Legal & Operational Compliance
- Vendor Management: Sign Data Processing Agreements (DPAs) with all third-party vendors (CRM, analytics, email tools) to ensure they are also GDPR compliant.
- Contractual Protection: Maintain clearly drafted Terms of Service, Privacy Policy, and Service Level Agreements (SLAs).
Financial & Tax Compliance
- Tax Compliance: Register for GST or VAT in regions where you meet the registration threshold (e.g., GST registration if turnover exceeds ₹40 lakhs in India).
- Tax-Compliant Invoicing: Ensure automated systems generate tax-compliant invoices for every subscription payment.
- Record Keeping: Maintain detailed, accessible records of all financial transactions and tax filings.
Choosing the Right Method for Your Subscription Model
Choosing the right subscription model depends on aligning product value with customer habits, balancing predictable revenue with growth. Key models include fixed-rate (simple), tiered (flexible options), and usage-based (pay-as-you-go). Effective strategies involve leveraging free trials, nurturing user relationships, and monitoring retention, churn, and Customer Lifetime Value (CLV).
Top Subscription Models & Use Cases
- Flat Fee / Fixed-Rate: Simple, predictable billing is best for services with consistent, high-frequency usage.
- Tiered Pricing: Features different levels of access, allowing customers to choose based on needs and budget.
- Usage-Based / Pay-As-You-Go: Charges based on consumption (e.g., API calls, cloud storage), aligning costs with value.
- Freemium: Offers a free base service, driving user acquisition with optional paid premium features.
- Subscription Box / Curation: Regular delivery of physical goods, ideal for niche, recurring consumer needs.
Key Takeways
Subscription payments are no longer optional. They are becoming a core revenue model for modern businesses in India. With the rise of digital payments, tools like e-mandates and UPI AutoPay have made recurring billing more accessible and secure.
However, success depends on choosing the right subscription payment gateway in India. Businesses must ensure compliance with RBI regulations while delivering a seamless user experience. When done right, recurring billing can unlock steady growth, higher retention, and long-term customer value.
FAQs
1. What is the difference between UPI AutoPay and e-mandate for recurring payments?
UPI AutoPay offers instant setup with UPI PIN authentication, works up to ₹15,000 (₹1 lakh for insurance/mutual funds/lending). ENACH takes 4 days to process but supports unlimited transaction amounts. Choose based on subscription value and customer urgency for access.
2. Can I store customer card details for recurring subscription payments?

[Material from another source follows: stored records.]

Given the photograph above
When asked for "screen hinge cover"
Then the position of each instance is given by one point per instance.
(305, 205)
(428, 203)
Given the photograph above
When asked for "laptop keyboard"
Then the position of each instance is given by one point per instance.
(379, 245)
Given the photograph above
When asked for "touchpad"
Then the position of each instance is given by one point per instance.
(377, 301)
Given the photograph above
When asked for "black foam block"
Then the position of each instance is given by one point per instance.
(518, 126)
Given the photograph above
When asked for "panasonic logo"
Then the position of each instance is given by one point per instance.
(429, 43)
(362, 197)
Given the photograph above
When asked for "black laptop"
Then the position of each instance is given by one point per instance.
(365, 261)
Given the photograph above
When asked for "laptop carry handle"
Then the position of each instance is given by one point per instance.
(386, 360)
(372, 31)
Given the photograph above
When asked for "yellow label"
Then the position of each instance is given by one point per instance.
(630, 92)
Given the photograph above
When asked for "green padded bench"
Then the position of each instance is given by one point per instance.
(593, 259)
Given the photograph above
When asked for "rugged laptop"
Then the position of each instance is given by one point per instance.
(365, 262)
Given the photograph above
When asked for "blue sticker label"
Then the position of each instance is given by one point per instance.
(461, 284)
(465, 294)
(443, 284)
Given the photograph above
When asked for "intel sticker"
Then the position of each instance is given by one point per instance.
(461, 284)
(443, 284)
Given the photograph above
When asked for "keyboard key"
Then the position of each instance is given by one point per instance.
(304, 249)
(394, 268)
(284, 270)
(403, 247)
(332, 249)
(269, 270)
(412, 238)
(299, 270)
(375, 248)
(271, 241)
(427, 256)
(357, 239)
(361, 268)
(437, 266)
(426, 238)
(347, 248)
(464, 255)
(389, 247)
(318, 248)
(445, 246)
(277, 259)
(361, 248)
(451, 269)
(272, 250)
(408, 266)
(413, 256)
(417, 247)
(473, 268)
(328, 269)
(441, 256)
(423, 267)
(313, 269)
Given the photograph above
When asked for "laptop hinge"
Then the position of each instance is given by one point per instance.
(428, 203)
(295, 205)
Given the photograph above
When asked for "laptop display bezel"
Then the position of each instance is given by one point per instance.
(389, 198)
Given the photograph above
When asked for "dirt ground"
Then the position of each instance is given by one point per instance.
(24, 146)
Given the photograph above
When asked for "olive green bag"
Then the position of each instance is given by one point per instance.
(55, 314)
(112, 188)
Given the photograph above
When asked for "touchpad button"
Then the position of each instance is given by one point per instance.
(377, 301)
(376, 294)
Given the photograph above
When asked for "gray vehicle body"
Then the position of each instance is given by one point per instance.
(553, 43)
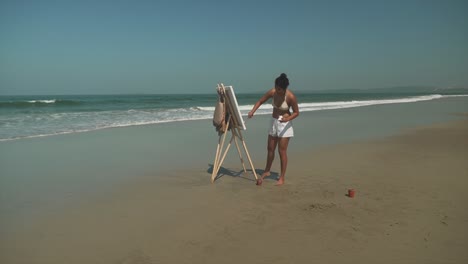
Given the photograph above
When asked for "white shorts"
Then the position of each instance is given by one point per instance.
(281, 129)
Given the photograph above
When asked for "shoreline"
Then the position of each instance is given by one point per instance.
(409, 208)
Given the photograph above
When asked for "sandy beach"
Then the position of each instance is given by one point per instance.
(409, 207)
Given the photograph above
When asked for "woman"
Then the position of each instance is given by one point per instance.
(281, 126)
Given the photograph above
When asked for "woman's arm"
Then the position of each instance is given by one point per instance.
(262, 100)
(295, 107)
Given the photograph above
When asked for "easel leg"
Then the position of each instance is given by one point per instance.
(239, 151)
(248, 155)
(225, 153)
(217, 163)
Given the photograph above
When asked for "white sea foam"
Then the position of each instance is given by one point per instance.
(42, 101)
(76, 122)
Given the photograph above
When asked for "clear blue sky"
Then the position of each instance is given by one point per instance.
(103, 47)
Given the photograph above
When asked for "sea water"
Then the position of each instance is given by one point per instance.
(38, 116)
(59, 150)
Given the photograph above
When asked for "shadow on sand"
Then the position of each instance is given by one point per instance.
(240, 174)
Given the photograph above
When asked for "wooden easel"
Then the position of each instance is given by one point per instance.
(234, 127)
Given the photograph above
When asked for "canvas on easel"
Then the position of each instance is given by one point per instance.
(234, 123)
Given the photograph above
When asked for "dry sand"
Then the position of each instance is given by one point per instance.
(410, 207)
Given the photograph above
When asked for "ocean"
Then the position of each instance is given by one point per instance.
(47, 115)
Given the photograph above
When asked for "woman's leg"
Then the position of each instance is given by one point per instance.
(271, 147)
(282, 150)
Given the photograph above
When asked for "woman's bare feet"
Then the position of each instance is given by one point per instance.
(280, 181)
(265, 174)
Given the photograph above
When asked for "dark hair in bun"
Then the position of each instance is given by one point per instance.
(282, 81)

No, RBI prohibits storing actual card data. You must use tokenisation to replace card numbers with secure tokens. CVV storage violates PCI DSS Requirement 3.2. Non-compliance risks fines and suspended payment processing.

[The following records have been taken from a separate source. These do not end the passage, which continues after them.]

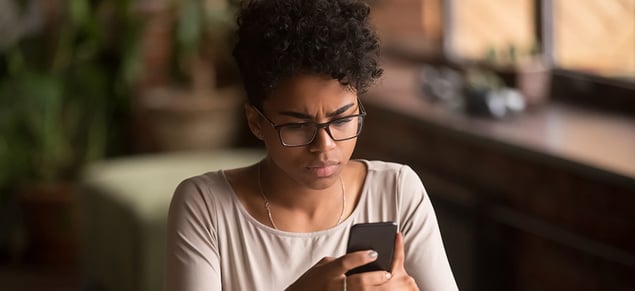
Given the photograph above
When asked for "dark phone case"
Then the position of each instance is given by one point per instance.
(378, 236)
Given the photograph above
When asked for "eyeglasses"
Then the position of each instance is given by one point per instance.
(301, 134)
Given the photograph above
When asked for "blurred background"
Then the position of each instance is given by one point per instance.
(519, 116)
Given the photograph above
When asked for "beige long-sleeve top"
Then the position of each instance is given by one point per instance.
(213, 243)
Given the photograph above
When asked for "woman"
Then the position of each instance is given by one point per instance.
(283, 223)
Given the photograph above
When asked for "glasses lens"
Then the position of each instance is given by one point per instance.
(297, 134)
(303, 133)
(345, 128)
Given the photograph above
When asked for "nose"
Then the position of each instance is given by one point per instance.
(322, 141)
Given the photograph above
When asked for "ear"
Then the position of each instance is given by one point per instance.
(254, 121)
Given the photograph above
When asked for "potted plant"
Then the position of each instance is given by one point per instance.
(199, 107)
(61, 86)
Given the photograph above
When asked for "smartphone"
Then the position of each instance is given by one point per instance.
(377, 236)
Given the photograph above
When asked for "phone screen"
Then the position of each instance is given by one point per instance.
(378, 236)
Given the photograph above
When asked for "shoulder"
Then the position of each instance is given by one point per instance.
(200, 191)
(397, 171)
(399, 179)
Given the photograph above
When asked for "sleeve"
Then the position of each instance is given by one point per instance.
(192, 258)
(426, 260)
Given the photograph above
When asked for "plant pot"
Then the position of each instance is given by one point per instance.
(179, 120)
(50, 220)
(534, 82)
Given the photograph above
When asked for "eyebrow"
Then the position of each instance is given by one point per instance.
(301, 115)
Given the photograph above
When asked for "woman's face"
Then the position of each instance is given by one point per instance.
(309, 98)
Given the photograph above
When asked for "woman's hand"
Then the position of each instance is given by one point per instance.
(329, 273)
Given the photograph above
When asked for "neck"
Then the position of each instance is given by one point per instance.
(307, 208)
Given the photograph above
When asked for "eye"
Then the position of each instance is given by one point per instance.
(342, 121)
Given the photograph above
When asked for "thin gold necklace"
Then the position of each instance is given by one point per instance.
(268, 206)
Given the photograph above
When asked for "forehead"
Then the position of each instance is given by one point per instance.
(304, 92)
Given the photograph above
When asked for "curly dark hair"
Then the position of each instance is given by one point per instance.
(279, 39)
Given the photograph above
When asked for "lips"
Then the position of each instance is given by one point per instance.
(325, 169)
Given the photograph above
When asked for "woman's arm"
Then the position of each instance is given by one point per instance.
(425, 257)
(192, 259)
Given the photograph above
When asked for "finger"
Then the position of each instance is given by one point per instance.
(374, 278)
(398, 260)
(325, 260)
(353, 260)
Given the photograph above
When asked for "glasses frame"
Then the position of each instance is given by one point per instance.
(318, 126)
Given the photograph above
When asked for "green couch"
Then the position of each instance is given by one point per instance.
(123, 206)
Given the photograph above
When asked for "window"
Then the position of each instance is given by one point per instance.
(596, 37)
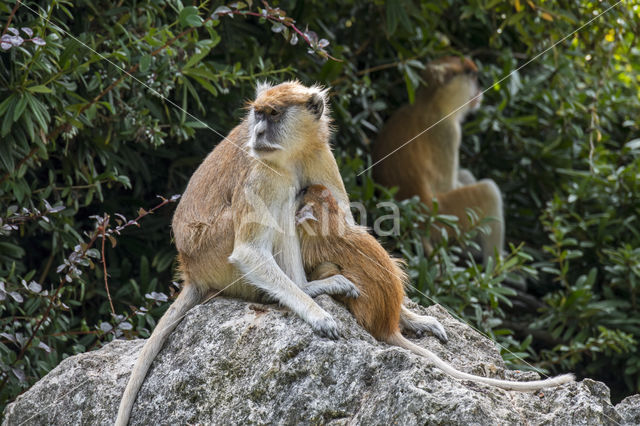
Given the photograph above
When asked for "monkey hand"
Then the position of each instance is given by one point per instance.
(335, 285)
(325, 326)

3. What transaction limits apply to UPI AutoPay for my subscription business?
Standard limit is ₹15,000 per transaction. Insurance (MCC 6300), mutual funds (MCC 6211), securities (MCC 6012), and lending businesses qualify for ₹1 lakh per transaction. Verify your Merchant Category Code with your payment gateway.
4. Do I need to send pre-transaction notifications before auto-debiting payments?

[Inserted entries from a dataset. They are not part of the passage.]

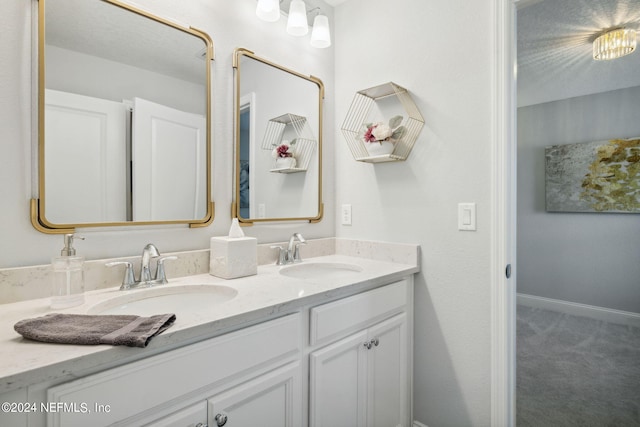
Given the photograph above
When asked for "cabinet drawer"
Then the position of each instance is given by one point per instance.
(159, 379)
(329, 321)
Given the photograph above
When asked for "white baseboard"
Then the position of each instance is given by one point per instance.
(576, 309)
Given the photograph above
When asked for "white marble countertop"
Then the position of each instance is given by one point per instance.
(261, 297)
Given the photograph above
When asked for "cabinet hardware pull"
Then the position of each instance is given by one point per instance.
(221, 419)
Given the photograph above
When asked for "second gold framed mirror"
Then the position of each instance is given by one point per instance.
(278, 147)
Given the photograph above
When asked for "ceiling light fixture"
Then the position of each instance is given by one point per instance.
(614, 43)
(298, 21)
(321, 34)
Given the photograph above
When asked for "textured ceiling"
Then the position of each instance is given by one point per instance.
(555, 53)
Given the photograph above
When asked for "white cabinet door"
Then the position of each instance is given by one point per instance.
(338, 383)
(271, 400)
(388, 388)
(362, 380)
(192, 416)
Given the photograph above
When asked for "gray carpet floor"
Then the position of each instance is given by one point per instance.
(576, 371)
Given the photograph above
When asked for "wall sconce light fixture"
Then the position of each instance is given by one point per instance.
(297, 21)
(614, 43)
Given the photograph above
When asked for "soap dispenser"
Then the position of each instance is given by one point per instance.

Yes, RBI mandates SMS/email 24 hours before recurring payment execution. Card payments above ₹5,000 require OTP for every transaction. UPI AutoPay and eNACH have built-in compliant notification systems.
5. How long does subscription payment mandate setup take?
UPI AutoPay: Instant—customer authorises with UPI PIN in real-time. ENACH: 4 days (2 days destination bank + 2 days sponsor bank). Card tokenisation: Instantly after the customer completes OTP verification during initial setup.